Remember that a number of states, like New York, legislated a one-year window for victims who were previous time-limited out of the legal system to come forward with any allegations. The 4,434 number suggests that many people in those states — 37% of the total number — did indeed report their allegations of abuse.
That said, 37 of those complaints involved people who are currently minors, suggesting clerical abuse is not only a problem of the past. (Some of those complaints were unsubstantiated.)
Church officials still think that’s cause for celebration:
Church officials said the fact that there remains such a small number of claims of recent abuse shows that their reforms are working and that the jump in reporting of older claims reflects confidence complaints will be taken seriously.
“It reflects the same pattern we’ve been seeing — there hasn’t been a real uptick in cases since the Charter,” said Francesco C. Cesareo, the chairman of the National Review Board, a committee created by the Catholic Church in 2002 to oversee the implementation of the Charter. “I think the data is out there to show that the Church has been the one institution that has really taken an institutional approach to this and put in place policies and protocols that have resulted in a much safer environment within the Church.”
As for the nearly 3,000 priests and other Catholic leaders who have been accused of abuse, the report says most of them (1,593) are dead. Many others are temporarily (138) or permanently (321) removed from ministry. But 83 remain “active” in the Church, presumably because the allegations haven’t led to charges or were not found to be credible.
One other interesting tidbit: In 2019, the Church says it spent more than $280 million on child abuse settlements, other payments to victims, “support for offenders,” attorneys’ fees, and other miscellaneous costs related to those lawsuits. That’s a steep rise from even 2014, when they had to spend $106 million.
Of that $281,611,817, only $41,509,582 was covered by insurance… So now we know where that tithe money is going.

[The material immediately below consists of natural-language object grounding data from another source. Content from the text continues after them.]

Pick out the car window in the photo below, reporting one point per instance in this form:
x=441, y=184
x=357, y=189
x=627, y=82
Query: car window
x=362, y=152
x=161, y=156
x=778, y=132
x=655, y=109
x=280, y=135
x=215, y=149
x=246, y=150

Naturally, the Catholic League’s Bill Donohue is praising the Church for being close to perfect.
Of the 49,972 members of the clergy (33,628 priests and 16,344 deacons), .07% (37) had an accusation made against them for abusing a minor. However, since only .016% (8) could be substantiated, that means that 99.98% of priests did not have a substantiated accusation made against them.
In other words, clergy sexual abuse is near 0%.
There’s nothing more Catholic League than throwing a party because the number of priests whose cases of sex abuse could be proven is a number their victims could count on their fingers. (Donohue conveniently leaves out all the priests who are still being investigated.)
Forget the Bible. Anyone thinking about joining the Catholic Church should just read this report. Think twice before you dedicate your life to a criminal enterprise.